The corner of his lip turned up, and he lowered his gaze to the bandages in his hands. “Good girl.”
“I still want stitches though. Not because of vanity, but because the faster I heal, the faster I’m at one hundred percent again. I’d like to survive this little road trip.”
He led her into the cabin, and when he opened the door said, “Everyone but Finn out. Get started on something to eat while we stitch up Vanessa.”
“Why do I have to get out?” Brandon said. “I have more medical experience than both of you combined.”
Sean offered the little troll a patient glare. “Vanessa, do you want Brandon to stitch you up instead?”
“Hell no. Get out.”
“Whatever,” he muttered as he grabbed his pack. “It’s your funeral.”

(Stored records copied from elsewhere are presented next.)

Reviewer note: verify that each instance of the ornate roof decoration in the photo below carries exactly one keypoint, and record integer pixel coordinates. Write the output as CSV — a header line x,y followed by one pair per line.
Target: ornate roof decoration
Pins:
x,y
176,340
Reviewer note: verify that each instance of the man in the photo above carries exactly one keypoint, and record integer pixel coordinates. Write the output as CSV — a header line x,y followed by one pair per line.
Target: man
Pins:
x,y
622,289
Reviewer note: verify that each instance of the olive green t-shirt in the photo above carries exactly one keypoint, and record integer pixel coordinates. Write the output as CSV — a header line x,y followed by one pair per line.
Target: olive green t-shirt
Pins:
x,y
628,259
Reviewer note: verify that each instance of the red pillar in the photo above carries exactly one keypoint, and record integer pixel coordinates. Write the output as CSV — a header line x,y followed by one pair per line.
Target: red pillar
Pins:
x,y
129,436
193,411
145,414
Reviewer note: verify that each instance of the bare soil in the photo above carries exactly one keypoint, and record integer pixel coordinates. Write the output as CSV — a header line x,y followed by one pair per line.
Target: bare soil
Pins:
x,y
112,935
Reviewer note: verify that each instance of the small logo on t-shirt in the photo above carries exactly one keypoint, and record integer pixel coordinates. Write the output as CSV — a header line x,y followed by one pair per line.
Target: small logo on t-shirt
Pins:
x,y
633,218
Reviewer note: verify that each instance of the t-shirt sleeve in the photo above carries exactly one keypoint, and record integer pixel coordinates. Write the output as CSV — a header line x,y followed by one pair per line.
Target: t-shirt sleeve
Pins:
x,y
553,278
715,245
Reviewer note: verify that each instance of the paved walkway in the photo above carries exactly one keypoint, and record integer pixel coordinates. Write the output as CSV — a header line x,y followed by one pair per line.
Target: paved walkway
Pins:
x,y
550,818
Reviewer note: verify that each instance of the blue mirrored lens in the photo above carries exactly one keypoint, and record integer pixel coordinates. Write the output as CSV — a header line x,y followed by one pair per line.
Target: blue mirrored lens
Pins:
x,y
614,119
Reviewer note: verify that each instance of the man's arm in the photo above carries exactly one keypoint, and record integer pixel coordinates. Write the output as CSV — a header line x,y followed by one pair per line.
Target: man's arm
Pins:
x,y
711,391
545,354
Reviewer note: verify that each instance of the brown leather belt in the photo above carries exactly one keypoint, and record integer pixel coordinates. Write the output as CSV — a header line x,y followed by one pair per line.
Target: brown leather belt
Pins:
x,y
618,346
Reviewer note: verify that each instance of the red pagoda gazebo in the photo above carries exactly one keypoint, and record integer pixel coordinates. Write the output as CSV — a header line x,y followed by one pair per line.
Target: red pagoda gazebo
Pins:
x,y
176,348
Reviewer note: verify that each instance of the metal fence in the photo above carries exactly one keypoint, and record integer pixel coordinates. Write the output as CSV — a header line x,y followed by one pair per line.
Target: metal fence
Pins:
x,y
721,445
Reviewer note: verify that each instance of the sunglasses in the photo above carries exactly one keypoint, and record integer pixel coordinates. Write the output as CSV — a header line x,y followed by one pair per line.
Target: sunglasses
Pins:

“It’s stitches, not an appendectomy, and Sean was the one trying not to get me eaten by a cannibal today. Plus, he’d feel guiltier if he killed me and plan a much prettier funeral. Also, nice face,” she said, pointing her middle finger at his swollen jaw.
He bumped her shoulder on the way out, and Sean excused himself while Finn gathered the lanterns. Whispers of angry words filtered through the window, too low for her to understand, but from the tone in Sean’s voice, she’d do best not to piss him off in the future.